“Are you willing to undertake a dangerous mission behind the enemy lines, knowing you may never return alive.” Thus opens Cloak and Dagger, an early-1950s radio series dramatizing the experiences of OSS (Office of Strategic Services) agents during World War II, “ordinary citizens who to this question answered ‘Yes.’” On this day, 27 August, in 1950, Cloak and Dagger presented “The Black Radio,” a story “suggested by actual incidents” concerning an “OSS agent who broadcast allied propaganda from behind enemy lines.” A radio thriller about radio? I had to tune in, of course, but got distracted by a little incident very early in the story.
Narrated by Larry Haines as Major Mark Lange, “The Black Radio” opens in the “big gadget room” at the OSS headquarters in Washington. It is a quiet day when, all of a sudden, one of Lange’s colleagues grabs his arm and, warning him about an air raid, detonates a small device in his waste basket. Just a prank among co-workers. The latest OSS gadget, Lange learns, is “a little noisemaker” about the size of a lemon, “great if you are in a tight spot and want to start a riot,” his colleague laughs. “We call it the Hedy Lamarr.”
The real Hedy Lamarr, of course, was more than a “little noisemaker.” Not only was she an accomplished Hollywood actress, but an inventor as well. Together with theaforementioned composer George Antheil,, Lamarr (seen above with Ish Kabibble and Kay Kyser at a Command Performance broadcast) developed a patented radio control for torpedoes, based on the principle of “frequency hopping”; but the navy would not have anything to do with the invention . . . at least not until the patent had expired.
And yet, “The Black Radio,” along with a few other episode of Cloak and Dagger, is not the kind of he-man adventure you might expect from a series so titled. It was penned by short story writer Winifred Wolfe, who, aside from being for a time the head writer for the television soap opera As the World Turns, became known for her stories about career women. “Ask Any Girl”—she knew their stories. Perhaps, Wolfe was merely commenting on the sexism in the work field when she exploded that little crack about Lamarr. “The Black Radio” does have a formidable woman at its center.

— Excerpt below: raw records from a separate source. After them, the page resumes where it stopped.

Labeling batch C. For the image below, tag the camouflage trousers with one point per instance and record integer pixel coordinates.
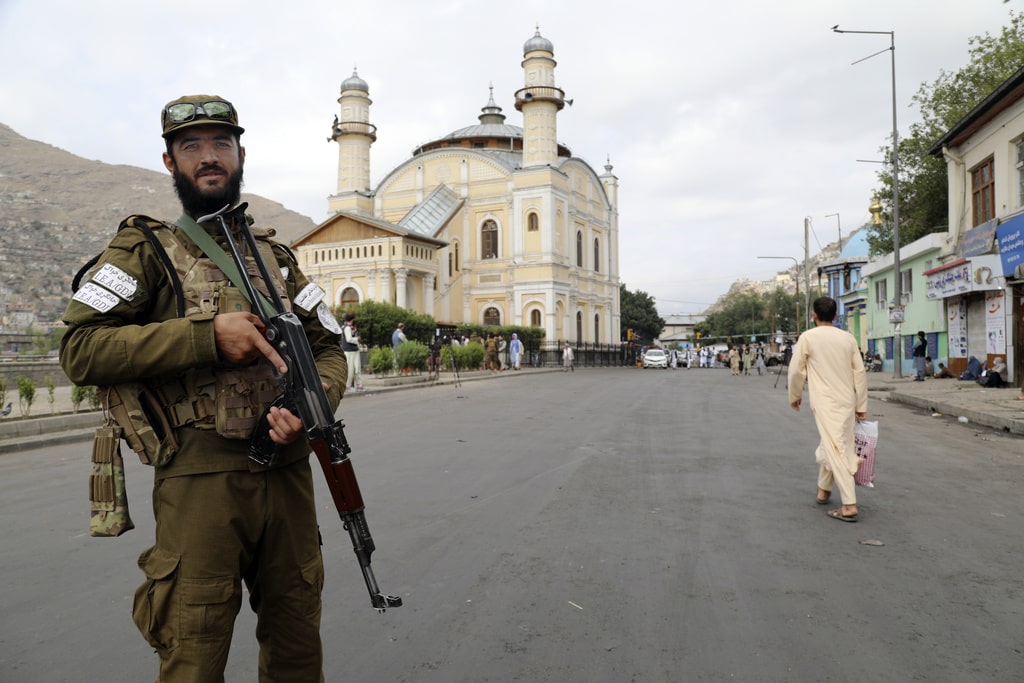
(214, 531)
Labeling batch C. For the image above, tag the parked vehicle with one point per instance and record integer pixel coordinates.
(654, 357)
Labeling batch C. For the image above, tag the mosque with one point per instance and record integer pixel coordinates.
(491, 224)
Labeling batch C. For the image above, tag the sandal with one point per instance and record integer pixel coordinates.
(838, 514)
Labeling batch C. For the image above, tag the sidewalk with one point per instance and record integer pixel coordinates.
(54, 423)
(996, 409)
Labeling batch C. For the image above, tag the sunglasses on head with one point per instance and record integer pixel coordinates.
(215, 111)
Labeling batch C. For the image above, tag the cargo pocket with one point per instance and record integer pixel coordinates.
(209, 607)
(155, 610)
(312, 577)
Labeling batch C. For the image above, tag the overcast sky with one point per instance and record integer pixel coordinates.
(726, 123)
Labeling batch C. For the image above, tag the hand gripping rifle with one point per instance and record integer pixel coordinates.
(304, 395)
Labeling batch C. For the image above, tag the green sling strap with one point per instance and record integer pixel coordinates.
(220, 257)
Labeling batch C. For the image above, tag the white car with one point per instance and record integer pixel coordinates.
(654, 357)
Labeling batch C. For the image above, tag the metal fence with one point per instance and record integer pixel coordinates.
(549, 354)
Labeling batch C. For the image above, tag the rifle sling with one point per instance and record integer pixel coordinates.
(210, 247)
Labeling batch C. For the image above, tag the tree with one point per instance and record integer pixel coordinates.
(924, 183)
(745, 313)
(638, 312)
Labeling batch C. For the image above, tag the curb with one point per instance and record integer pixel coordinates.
(27, 434)
(985, 419)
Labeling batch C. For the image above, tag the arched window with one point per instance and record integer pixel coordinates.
(349, 297)
(488, 240)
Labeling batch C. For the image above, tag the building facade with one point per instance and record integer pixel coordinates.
(981, 279)
(921, 313)
(845, 284)
(491, 224)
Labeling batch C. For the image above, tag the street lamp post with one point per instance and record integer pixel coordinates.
(896, 312)
(796, 264)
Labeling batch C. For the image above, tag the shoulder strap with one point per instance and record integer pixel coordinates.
(218, 256)
(142, 223)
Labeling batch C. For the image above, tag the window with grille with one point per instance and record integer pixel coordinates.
(488, 240)
(983, 191)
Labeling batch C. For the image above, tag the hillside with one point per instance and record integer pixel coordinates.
(57, 210)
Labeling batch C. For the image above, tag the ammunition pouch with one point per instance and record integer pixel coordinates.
(139, 415)
(108, 499)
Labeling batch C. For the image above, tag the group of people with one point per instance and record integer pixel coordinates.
(741, 359)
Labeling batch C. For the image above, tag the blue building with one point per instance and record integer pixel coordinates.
(841, 280)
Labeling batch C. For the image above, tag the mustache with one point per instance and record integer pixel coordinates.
(212, 167)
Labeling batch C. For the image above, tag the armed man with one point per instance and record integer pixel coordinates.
(186, 368)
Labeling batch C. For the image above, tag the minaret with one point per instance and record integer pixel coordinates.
(353, 133)
(540, 102)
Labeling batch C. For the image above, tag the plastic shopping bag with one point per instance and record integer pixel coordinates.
(865, 437)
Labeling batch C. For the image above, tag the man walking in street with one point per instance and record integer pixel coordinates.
(827, 359)
(193, 347)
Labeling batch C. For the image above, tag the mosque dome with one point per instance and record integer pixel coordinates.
(353, 82)
(856, 246)
(538, 42)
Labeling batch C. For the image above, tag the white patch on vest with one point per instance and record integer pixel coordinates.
(309, 297)
(327, 318)
(96, 297)
(117, 281)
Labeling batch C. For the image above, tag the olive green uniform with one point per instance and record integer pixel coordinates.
(220, 517)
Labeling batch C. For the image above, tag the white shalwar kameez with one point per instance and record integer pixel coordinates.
(828, 360)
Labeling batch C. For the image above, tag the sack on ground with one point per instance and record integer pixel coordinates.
(990, 378)
(865, 437)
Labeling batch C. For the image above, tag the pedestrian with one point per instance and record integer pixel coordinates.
(920, 351)
(515, 351)
(350, 345)
(491, 353)
(193, 347)
(397, 339)
(827, 359)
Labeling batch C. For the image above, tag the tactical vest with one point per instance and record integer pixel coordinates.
(229, 399)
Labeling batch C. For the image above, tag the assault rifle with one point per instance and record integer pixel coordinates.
(304, 395)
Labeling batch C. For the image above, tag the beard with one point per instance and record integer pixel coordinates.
(198, 202)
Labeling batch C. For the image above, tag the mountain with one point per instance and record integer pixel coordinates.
(57, 210)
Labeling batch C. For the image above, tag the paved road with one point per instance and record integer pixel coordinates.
(601, 525)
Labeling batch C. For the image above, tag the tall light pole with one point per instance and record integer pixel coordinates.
(896, 312)
(796, 264)
(839, 225)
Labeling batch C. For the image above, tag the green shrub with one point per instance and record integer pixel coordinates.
(412, 355)
(26, 394)
(381, 360)
(50, 391)
(78, 394)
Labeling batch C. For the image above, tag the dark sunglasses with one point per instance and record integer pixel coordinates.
(215, 111)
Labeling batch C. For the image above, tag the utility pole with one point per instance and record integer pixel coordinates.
(807, 269)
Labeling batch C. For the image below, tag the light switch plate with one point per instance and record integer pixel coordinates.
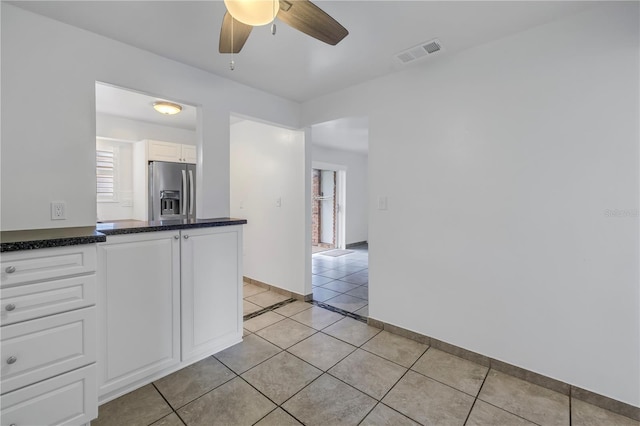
(58, 210)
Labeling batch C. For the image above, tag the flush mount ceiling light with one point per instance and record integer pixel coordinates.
(167, 108)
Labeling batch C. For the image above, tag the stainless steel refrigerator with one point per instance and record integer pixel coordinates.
(172, 191)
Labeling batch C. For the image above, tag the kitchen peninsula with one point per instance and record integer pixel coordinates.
(123, 304)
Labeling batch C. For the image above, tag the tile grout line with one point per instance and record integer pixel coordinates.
(170, 406)
(475, 399)
(398, 381)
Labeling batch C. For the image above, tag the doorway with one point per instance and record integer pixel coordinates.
(327, 207)
(323, 210)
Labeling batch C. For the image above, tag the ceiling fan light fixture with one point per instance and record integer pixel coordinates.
(167, 108)
(253, 12)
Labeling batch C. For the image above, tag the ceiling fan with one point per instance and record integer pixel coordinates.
(243, 15)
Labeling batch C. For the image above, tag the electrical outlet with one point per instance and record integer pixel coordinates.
(382, 203)
(58, 210)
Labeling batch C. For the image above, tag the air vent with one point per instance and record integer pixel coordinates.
(420, 51)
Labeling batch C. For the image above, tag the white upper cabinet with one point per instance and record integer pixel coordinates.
(172, 152)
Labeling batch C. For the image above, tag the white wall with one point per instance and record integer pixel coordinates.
(500, 164)
(110, 126)
(357, 192)
(267, 165)
(43, 59)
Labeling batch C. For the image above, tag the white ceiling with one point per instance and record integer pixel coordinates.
(291, 64)
(137, 106)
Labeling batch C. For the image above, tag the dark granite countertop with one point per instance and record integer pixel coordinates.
(119, 227)
(59, 237)
(43, 238)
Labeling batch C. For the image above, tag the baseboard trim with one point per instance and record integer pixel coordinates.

Major Lange is sent to Germany to weaken resistance with black propaganda by cutting in on the local Nazi stations to tell the people of Freiburg the kind of stuff the OSS wants them to hear. This was to prepare for the US invasion of Germany. The “Black Radio” in that strategic region was already manned, Lange learns. Or, rather, it was womanned—and the agent, Lucille, has not been heard from in over three months.
Our narrator begins to fantasize about Lucille, imagining her to be young and beautiful. It is here that Wolfe plays a trick on the Haines and the audience—for Lucille has “neither been slim nor young for longer than [she] can remember.” She once “taught history in grade school; now she was “helping to make it.” For this, she is prepared to die.
A well-crafted episode in the Cloak and Dagger series, “The Black Radio” recalls Charles J. Rolo’s reports on the “pirate stations” broadcasting in “defiance of the Nazis.” In Radio Goes to War (1942), a signed copy of which is in my library, Rolo “recount[s] episodes in the melodrama” of what he calls “one of the most thrilling chapters in the history of underground movement.”
Ever since the outbreak of war, mysterious voices supposedly broadcasting from within Nazi-controlled territory have periodically been picked up by vigilant listeners. [. . .] If any of these stations was really operated inside of occupied Europe, it was a suicide venture. Modern technical equipment makes it an easy matter for engineers of the German radio to detect the whereabouts of a bootleg transmitter.
“The Black Radio” and its operators do not escape detection. Featuring the voices of Barry Kroeger (as a Gestapo clerk), German-born Stefan Schnabel, and Adolf Hitler (in newsreel footage), the play is rendered particularly poignant by the casting of Lucille. Heard in the role is Hungarian-born stage actress Lili Darvas, the Tony-Award nominated wife of playwright Ferenc Molnar, with whom she was forced to emigrate to the United States in the 1930s. Wolfe’s play gave Darvas an opportunity to impersonate a freedom broadcaster making some noise from within.
As it turns out, Wolfe reserved a strong supporting role as well for “Hedy Lamarr. The “little noisemaker” ends up creating a riot in the place where most people would expect Lamarr to work her magic: in a crowded movie theater.